不消片刻牧傾換了身茶白的長袍便出來了,黑髮傾長的垂在背後,長眉微蹙,眸中的暴戾之氣顯而易見。
他剛出王府便遇上了姍姍來遲的樓瀾,樓瀾跳下馬車,仰著小頭顱有些不高興道:“你為什麼把我扔在半路上了?”
他這麼一問倒是把牧傾問得怔忡,隨後牧傾無奈地笑出來,驚覺面對樓瀾自己心底的怒氣竟蕩然無存。他走過去握著樓瀾有些冷的手,柔聲道:“我進宮有要事處理,你且乖乖待在王府,等我回來。”

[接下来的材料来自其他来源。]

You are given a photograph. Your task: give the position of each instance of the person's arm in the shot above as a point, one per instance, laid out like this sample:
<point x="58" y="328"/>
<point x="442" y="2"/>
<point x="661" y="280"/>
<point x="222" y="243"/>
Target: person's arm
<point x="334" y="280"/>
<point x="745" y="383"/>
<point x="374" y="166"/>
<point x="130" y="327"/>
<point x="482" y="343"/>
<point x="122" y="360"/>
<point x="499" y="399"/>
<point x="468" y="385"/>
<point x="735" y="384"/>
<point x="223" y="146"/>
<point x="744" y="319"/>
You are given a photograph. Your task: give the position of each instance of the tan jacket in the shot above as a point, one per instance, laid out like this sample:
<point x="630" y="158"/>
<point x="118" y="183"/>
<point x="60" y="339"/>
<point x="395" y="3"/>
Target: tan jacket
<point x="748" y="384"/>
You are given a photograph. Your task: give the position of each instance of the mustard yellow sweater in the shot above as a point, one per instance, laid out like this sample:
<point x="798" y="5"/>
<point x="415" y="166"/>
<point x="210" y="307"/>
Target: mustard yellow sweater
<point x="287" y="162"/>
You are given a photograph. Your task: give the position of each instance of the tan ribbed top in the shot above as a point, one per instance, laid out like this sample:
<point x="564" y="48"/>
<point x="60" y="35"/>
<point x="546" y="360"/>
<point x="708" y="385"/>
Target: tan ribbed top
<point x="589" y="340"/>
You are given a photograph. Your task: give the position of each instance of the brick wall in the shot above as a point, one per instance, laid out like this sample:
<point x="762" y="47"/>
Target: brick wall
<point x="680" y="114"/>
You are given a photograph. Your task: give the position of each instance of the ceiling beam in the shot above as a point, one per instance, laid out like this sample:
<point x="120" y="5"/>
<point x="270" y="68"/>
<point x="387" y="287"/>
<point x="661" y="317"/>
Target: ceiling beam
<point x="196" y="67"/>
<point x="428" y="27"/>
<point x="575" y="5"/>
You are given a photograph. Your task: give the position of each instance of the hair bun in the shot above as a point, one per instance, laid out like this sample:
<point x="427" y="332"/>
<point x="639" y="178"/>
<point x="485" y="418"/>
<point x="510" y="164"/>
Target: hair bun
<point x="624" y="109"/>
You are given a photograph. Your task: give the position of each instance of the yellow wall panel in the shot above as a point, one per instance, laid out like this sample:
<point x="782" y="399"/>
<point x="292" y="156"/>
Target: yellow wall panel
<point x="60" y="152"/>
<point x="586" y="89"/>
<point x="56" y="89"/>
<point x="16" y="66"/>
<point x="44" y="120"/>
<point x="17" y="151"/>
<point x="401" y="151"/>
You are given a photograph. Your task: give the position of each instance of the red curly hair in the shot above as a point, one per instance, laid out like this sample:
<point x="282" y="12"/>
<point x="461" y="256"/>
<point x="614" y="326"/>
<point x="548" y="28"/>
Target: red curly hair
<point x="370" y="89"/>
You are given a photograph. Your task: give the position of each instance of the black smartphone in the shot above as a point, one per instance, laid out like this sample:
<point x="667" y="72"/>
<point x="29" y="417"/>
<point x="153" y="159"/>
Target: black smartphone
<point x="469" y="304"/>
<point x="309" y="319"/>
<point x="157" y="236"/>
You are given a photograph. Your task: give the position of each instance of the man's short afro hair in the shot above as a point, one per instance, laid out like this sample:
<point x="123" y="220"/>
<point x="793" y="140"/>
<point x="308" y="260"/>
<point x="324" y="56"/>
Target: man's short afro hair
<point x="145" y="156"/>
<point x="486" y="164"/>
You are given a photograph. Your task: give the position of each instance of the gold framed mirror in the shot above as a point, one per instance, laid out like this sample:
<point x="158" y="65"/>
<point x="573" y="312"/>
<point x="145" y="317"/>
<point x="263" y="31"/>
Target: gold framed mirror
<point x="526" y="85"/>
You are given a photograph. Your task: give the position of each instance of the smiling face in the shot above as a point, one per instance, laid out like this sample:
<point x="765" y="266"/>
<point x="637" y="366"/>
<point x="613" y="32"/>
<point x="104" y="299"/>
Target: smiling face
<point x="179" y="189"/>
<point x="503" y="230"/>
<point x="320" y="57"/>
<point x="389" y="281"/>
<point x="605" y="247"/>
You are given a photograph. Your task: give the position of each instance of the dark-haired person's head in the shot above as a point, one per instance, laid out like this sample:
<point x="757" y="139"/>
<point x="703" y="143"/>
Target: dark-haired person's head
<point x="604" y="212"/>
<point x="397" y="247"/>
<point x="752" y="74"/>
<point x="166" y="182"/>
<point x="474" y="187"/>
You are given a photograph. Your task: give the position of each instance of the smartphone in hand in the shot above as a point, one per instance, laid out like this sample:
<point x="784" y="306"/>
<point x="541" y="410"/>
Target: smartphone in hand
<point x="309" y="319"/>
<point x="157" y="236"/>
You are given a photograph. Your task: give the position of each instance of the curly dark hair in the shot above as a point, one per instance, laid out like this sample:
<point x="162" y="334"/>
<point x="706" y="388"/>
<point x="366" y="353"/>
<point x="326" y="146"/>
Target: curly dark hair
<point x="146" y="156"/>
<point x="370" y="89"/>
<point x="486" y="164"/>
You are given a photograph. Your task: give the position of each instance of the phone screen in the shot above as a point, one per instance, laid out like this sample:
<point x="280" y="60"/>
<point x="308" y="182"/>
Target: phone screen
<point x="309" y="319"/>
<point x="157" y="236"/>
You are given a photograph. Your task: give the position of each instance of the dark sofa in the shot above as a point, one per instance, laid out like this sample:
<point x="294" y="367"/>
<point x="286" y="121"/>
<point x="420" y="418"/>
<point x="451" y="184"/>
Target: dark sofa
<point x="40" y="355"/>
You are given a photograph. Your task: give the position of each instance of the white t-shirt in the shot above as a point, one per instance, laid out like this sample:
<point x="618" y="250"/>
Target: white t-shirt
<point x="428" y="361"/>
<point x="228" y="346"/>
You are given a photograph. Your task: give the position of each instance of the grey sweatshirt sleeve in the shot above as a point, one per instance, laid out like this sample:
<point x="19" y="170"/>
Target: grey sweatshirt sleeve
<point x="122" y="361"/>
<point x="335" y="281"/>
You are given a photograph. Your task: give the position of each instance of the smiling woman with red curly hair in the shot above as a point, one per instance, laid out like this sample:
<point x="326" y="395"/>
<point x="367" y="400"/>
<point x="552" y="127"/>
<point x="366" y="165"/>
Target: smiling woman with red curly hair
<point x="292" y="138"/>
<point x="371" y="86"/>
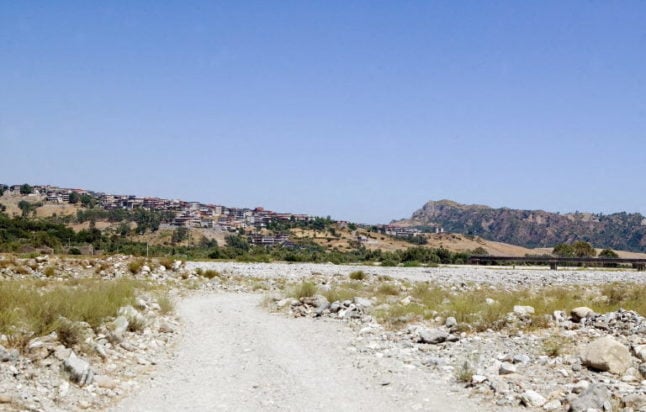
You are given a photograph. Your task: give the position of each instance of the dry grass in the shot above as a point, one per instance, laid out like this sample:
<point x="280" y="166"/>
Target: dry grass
<point x="209" y="274"/>
<point x="70" y="333"/>
<point x="166" y="262"/>
<point x="166" y="304"/>
<point x="464" y="373"/>
<point x="136" y="323"/>
<point x="358" y="275"/>
<point x="21" y="270"/>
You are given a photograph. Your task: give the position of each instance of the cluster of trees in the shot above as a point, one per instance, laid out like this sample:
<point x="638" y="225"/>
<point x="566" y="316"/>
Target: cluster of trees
<point x="146" y="220"/>
<point x="317" y="223"/>
<point x="582" y="249"/>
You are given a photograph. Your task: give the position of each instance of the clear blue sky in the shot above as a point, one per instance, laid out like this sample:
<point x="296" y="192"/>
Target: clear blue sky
<point x="358" y="110"/>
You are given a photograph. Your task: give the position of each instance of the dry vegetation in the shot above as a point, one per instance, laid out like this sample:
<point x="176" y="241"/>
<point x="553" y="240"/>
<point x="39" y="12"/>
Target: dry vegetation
<point x="39" y="307"/>
<point x="476" y="308"/>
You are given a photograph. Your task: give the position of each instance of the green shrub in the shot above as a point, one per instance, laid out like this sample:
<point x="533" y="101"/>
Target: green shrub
<point x="37" y="306"/>
<point x="135" y="266"/>
<point x="166" y="305"/>
<point x="210" y="274"/>
<point x="304" y="290"/>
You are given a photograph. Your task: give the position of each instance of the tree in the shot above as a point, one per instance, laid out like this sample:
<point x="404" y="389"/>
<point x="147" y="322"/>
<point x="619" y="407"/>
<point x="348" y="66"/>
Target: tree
<point x="237" y="242"/>
<point x="74" y="198"/>
<point x="25" y="189"/>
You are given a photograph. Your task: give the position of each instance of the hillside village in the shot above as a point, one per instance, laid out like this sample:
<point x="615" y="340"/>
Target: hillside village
<point x="198" y="215"/>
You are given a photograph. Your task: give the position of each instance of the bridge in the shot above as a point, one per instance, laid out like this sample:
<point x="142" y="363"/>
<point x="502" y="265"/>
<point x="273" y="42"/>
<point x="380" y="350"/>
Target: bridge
<point x="555" y="262"/>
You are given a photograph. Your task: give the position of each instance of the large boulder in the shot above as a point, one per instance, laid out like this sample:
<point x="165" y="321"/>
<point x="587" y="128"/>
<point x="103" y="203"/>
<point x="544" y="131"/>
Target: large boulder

聽他這麼說樓瀾才意識到自己有些耍小性子了,臉上一紅,嗯嗯點頭道:“那你去吧。”
牧傾轉身吩咐:“千尋、千鶴你們留在府中陪著樓瀾,幾月不見想必也掛念得緊,不用跟著本王了,有嘯燁和麒麟就夠了。”
“是。”千尋恭順道,千鶴見著樓瀾倒是開心,許久不見也的確挺想的。
之後牧傾這便裹挾著一身殺氣入宮了。
太子殿的赤金鏤花大鼎裡焚著琥珀香,幽幽靜靜散入暖閣,不絕如縷,以酒浸暖,專貢冬月使用,仔細嗅起來還能聞到淡淡的醉暖之意。閣中溫暖如春,赤玟太子膳後本有些睡意,蜷縮著身體窩在軟榻上捧著一本左傳隨意翻閱。
殿外忽有一道尖細的嗓音響起:“容王到——”
赤玟怔了怔,猛地歡喜地跳下來,剛走出內閣,正巧看到一身白袍纖塵不染地牧傾踏入正殿。赤玟興奮異常,直撲過去抱住牧傾的腰身,把臉埋在他胸前的衣物中。

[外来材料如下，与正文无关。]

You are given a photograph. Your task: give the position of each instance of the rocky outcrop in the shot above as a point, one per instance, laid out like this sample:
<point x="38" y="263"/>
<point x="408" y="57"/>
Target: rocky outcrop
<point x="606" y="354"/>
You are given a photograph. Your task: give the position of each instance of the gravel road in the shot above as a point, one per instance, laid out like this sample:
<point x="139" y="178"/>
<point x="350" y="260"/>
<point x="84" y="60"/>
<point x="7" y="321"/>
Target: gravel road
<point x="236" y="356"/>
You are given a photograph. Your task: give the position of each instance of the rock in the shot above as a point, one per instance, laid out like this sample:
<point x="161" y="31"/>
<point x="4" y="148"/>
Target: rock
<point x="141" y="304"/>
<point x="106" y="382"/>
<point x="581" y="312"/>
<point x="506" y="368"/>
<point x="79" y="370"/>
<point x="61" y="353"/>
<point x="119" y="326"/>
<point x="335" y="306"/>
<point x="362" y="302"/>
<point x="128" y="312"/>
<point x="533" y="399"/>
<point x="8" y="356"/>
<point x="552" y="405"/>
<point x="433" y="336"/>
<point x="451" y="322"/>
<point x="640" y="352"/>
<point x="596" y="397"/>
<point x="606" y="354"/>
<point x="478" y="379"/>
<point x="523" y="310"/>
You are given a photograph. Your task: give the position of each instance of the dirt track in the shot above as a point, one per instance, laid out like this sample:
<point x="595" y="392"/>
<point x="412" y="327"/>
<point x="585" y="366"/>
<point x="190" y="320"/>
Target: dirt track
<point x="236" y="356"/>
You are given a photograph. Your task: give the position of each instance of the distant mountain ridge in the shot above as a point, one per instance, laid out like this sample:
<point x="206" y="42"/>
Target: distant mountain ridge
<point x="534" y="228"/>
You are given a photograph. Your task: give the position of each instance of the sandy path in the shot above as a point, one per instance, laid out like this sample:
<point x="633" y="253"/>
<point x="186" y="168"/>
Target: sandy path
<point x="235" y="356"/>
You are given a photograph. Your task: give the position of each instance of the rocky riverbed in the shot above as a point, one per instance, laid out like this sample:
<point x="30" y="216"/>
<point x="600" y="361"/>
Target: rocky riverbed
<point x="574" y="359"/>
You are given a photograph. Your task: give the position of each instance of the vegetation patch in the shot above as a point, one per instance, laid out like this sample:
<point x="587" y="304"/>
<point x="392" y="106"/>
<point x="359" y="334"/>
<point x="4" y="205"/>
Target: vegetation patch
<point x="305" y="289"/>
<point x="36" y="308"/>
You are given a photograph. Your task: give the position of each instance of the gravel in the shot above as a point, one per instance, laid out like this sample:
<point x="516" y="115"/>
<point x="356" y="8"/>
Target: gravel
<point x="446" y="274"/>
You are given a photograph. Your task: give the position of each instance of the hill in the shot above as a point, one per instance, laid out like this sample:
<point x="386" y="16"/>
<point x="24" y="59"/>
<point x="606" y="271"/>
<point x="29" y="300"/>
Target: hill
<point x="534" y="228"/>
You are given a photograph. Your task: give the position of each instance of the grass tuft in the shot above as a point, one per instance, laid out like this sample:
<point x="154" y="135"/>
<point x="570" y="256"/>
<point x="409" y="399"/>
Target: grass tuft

牧傾差點被他撞個趔趄,低頭一眼,堂堂太子竟然還赤著腳,不由無奈道:“怎麼這就跑出來了,白讓人笑話。”牧傾打橫將赤玟抱起來,邊走向內閣邊遣退了殿裡的宮人,只留太子貼身的內監伺候著。
“你回來怎麼也不差人來告訴我一聲。”赤玟窩在他懷裡不願下來,委屈地比著手勢,“你不知我有多擔心你。”
“這不是回來了麼。”牧傾放在他腰間的手臂微微緊收。
內監奉了茶上來,牧傾沉默半響,揚手將他揮退到殿外候著。內監應了一聲便下去了,牧傾聲音淡然道:“太子可知道劉勇?”
赤玟茫然地搖搖頭,“那是誰?倒是有些熟悉。”
“朝中一個不起眼兒的小官。”牧傾淡淡道:“此人倒是勤勉,據說隔幾日就寫了請安摺子送進宮來。”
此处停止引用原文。